While I think it is worth fighting that, I guess pragmatically we should all live under the assumption that our location is public information.
[1] https://xkcd.com/538/
Edit:
From the rainbolt interview, they claim trained on 200k images, 92% country accuracy with median error of 44 km... median error is... not remotely what I'm experiencing, but the AI seems to be doing great job in geoguesser match vs rainbolt. Also supposed trained to be aware of cardinal directions.
While it correctly guessed the country and general elements in the scene, it failed to pick up on those towers and the nuances of the terrain, which led it to suggest a very different place hundreds of km away.

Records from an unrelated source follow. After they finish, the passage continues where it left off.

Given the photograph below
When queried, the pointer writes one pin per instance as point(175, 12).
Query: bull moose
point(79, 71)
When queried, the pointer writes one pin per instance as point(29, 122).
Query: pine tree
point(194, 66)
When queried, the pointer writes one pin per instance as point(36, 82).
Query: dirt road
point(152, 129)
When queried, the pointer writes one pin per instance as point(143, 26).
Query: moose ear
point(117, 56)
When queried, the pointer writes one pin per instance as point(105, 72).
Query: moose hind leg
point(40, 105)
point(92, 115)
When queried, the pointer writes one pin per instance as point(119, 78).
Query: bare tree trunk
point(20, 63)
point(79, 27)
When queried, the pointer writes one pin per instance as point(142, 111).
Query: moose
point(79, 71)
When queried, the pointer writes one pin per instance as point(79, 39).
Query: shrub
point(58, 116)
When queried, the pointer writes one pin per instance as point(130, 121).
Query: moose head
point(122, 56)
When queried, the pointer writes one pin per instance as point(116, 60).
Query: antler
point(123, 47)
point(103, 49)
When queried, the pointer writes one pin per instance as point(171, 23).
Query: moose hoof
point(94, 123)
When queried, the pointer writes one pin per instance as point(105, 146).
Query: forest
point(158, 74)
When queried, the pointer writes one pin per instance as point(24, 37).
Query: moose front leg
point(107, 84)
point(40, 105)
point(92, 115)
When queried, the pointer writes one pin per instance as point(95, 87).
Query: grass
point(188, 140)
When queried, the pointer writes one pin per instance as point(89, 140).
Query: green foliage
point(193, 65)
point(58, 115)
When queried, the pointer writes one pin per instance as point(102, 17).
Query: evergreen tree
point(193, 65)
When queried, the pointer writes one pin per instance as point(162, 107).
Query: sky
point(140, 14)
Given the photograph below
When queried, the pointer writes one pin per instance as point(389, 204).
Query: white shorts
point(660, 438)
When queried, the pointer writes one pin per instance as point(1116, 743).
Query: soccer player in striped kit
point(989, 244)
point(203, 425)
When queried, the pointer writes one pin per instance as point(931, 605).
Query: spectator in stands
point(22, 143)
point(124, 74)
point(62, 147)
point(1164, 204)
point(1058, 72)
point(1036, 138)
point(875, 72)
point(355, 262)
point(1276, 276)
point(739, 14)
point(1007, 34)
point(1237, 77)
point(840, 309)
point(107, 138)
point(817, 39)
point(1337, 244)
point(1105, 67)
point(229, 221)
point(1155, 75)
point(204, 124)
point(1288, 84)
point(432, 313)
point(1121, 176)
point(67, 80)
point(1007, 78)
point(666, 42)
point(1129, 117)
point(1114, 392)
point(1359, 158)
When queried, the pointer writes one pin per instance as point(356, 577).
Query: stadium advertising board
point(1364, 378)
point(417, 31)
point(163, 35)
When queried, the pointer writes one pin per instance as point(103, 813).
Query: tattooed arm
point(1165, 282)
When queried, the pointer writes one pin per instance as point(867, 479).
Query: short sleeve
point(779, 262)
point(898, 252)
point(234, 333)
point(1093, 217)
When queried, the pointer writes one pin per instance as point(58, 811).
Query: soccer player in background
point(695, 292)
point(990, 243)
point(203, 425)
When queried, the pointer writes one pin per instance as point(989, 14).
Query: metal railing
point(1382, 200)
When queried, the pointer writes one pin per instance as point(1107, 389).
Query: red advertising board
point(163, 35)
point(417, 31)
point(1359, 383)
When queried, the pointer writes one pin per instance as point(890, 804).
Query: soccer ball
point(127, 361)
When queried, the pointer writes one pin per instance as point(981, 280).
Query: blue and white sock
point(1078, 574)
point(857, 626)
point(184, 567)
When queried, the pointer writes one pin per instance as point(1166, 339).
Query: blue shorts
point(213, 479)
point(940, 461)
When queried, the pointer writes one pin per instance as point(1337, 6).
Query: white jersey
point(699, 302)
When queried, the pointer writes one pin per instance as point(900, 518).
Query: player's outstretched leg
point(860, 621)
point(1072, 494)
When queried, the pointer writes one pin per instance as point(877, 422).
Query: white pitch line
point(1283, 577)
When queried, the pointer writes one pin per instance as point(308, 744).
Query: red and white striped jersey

Still, doesn't make me less wary of posting images from my neighborhood online... it'll only get better.
People who believe "you can't dox from a picture of trees, because even tho conceptually trivial, you don't know how to search the database efficiently enough" are people who also do security thru obscurity.
AI: Scottish residential houses, and a hill. This is clearly Glasgow.
I guess that this is really hit and miss depending on a bunch of parameters.
I wonder how Street View would perform on signatures such as Shazam uses
Chicagoland park-> guessed central park NYC
Rural Nebraska -> guessed Iowa
Shoshone Wyoming -> guessed Glacier Montana
Some of them (pictures of a small town beach) were described as:
"The photo was taken from a boat in the XYZ Harbour, looking towards the city of <Large City Name>. The distinctive shape of the <literally tallest building in the country> Tower can be seen in the background. The ferry terminal is also visible on the left side of the photo."
needless to say, the tiny town in question is about 300km from the city mentioned, it does not have a single tower (I think it may be looking at a traffic pole?), and does not have a ferry terminal (there was a boat in the picture).